Here, what was found by Wang et al4 in the study is apparently new but there are some vaguenesses to be clarified such as interstitial cells and ICC, colonic migrating motor complexes (CMMCs), and slow waves. Firstly, whole muscle extracts would have contained protein from all cells of the layer including smooth muscle cells (SMCs), PDGFRα+, and neurons with which western blot for SK3 protein expression was not proper for PDGFRα+ cells, unless measured in cells sorted, or someway purified.
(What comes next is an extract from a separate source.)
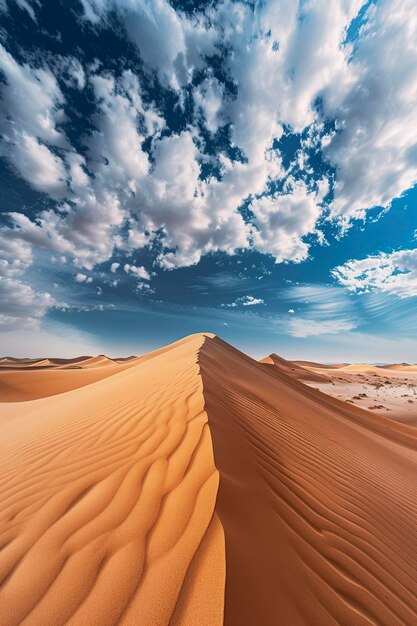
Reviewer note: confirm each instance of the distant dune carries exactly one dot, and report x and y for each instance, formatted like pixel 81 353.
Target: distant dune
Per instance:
pixel 293 369
pixel 196 486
Secondly, electrophysiological measurements have shown that a specific antagonist of SK channels on CMMCs which cannot be accounted for the targeting on PDGFRα+ cells since SMCs and neurons are also enriched with SK3. We provide here an example as shown in Figure 2 to illustrate isolated slow wave which may support the study of Wang et al.4 Slow wave activity was recorded in normal mice under the similar conditions as described by Wang et al,4 except for the presence of tetrodotoxin (TTX) 1 μM (neuronal activity blocker) and nifedipine 1 μM (L-type calcium channel blocker inhibiting muscular activity). This is the classic activity for slow waves reflecting ICC unique activity. Briefly, the slow wave was performed by extracellular recording in an organ bath (37℃) by using 10-cm tubular segment of proximal colon. The segment was flushed gently with Krebs solution. The oral end of the segment was mounted onto the tube for perfuse-in and distal end was attached to the tube for perfuse-out, in which the fluid was from oral to distal consistently and maintained the pressure for distension. Recording electrode was attached to the serosal side of the segment by suction. The signal from the electrode was amplified through a Grass ink writing amplifier-recorder. The segment was equilibrated in Krebs solution (37-38℃) saturated with 95% O2 and 5% CO2 for 1 hour. Activity was evoked and maintained by distension in presence of nifedipine 1 μM and TTX 1 μM. A regular slow wave shown in Figure 2A as a control to contrast to the following treatments. As shown in Figure 2B, application of NPPB (5-Nitro-2-[3-phenylpropylamino] benzoic acid, 10 μM) inhibited slow wave, which is consistent to the study.4 As shown in Figure 2C, the application of apamin (1 μM) did not affect the slow wave frequency illustrating that ICC are without SK3 channel, consistent with other studies.5,6 Note, the slow wave amplitude shown is above the half of average, thus not counted as change.


Financial support: None.

Conflicts of interest: None.

Author contributions: Jianlin Lv and Meng Xia performed the experiment and contributed equally to this study; Zengzi Zhou involved manuscript and revising; and Zhenbin Hu designed the study.

Fig. 1. Anatomic changes by comparison of the weight (A) and thickness (B) (n = 7, *P < 0.05). Comparing the expression of Kit (C) and Ano1 (D) in the colonic muscle layers using densitometric quantification (n = 6; *P < 0.05, partial colon obstruction [PCO] vs control [Con]; #P < 0.05, proximal vs distal). Western blot analysis of platelet-derived growth factor receptor-α (Pdgfra) (E) and SK3 (F) (n = 6; *P < 0.05, PCO vs Con; #P < 0.05, proximal vs distal). All figures are reorganized from the study by Wang et al.4

Fig. 2. Slow wave activity affected by NPPB (5-Nitro-2-[3-phenylpropylamino] benzoic acid), not by Apamin. (A) Normal slow-wave activity in control condition. (B) Slow-wave activity in application of NPPB (10 μM). (C) Slow-wave activity in application of Apamin (1 μM). Note a complete washout was through between 2 applications. (D) A summary of slow wave frequency changes from A-C (n = 4, *P < 0.05).